I didn’t think anyone would ever drive two hours to see Xanadu, but we had people from suburban Detroit that did.
Both our Potter Day (when Alamo showed all the Harry Potter movies) and Bonday events were more successful than I thought they’d be because in both cases they appeal to a niche audience.
And I kept waiting for the Pitch Perfect to die off and it never did. We finally just had to stop doing it.
What keeps you up at night?
This is so sick, sad and strange, but I dream promotions. Bonday came to me in a dream where I was watching a trailer and I saw the M drop out of the word Monday and be replaced by a B. Sometimes movies I didn’t even know I wanted to play will come to me in a dream.
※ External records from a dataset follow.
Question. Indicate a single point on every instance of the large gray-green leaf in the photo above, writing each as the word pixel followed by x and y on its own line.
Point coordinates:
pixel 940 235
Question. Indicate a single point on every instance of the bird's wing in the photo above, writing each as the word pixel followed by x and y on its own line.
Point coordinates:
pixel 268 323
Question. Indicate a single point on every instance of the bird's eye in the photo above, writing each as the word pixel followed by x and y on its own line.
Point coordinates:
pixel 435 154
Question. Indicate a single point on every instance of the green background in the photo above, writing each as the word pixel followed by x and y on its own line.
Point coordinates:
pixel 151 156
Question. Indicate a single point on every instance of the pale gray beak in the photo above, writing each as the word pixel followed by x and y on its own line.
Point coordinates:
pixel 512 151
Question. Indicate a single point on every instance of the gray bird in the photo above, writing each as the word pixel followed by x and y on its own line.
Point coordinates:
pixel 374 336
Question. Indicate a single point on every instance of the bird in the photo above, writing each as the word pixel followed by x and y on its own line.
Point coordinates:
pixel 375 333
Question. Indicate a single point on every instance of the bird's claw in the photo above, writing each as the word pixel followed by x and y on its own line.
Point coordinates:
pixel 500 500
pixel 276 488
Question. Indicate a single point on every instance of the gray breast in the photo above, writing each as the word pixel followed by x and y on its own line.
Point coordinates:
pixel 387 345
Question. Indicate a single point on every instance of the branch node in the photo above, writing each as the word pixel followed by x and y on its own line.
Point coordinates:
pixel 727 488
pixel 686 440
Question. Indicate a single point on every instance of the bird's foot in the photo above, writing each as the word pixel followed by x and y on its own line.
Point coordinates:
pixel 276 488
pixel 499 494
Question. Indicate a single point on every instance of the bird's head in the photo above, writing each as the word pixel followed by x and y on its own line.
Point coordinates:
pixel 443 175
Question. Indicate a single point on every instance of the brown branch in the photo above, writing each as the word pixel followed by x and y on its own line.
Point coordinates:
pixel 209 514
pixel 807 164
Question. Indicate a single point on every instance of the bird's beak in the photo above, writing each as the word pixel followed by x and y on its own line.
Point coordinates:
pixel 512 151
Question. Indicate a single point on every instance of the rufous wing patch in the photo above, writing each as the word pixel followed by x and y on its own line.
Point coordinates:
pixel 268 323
I’ll see a wall of movies and one falls out and it’ll be Mr. Limpit and I will think, “Mr. Limpit? Oh, yes, I have to play this. It would be perfect for our Transformations theme.”
What do you do when you aren’t working?
I love to go to the lakeshore, which I find very refreshing, and spend time with my family. As I get older I realize how essential that is. When I first started out as a movie theatre manager, I saw every movie that came out because I wanted to be the go-to guy for movie information. I saw between 300 to 400 movies a year and it was very time-consuming. But I finally realized that a lot of the time you spend watching movies that aren’t crucial to your work could be time spent doing something else, like having interactions with real humans.
Is this the perfect job for you?
It really encompasses a lot of the things I was doing up to this point. And I have to say I still find it funny that I get to do something that I never thought anyone would ever pay me money to do.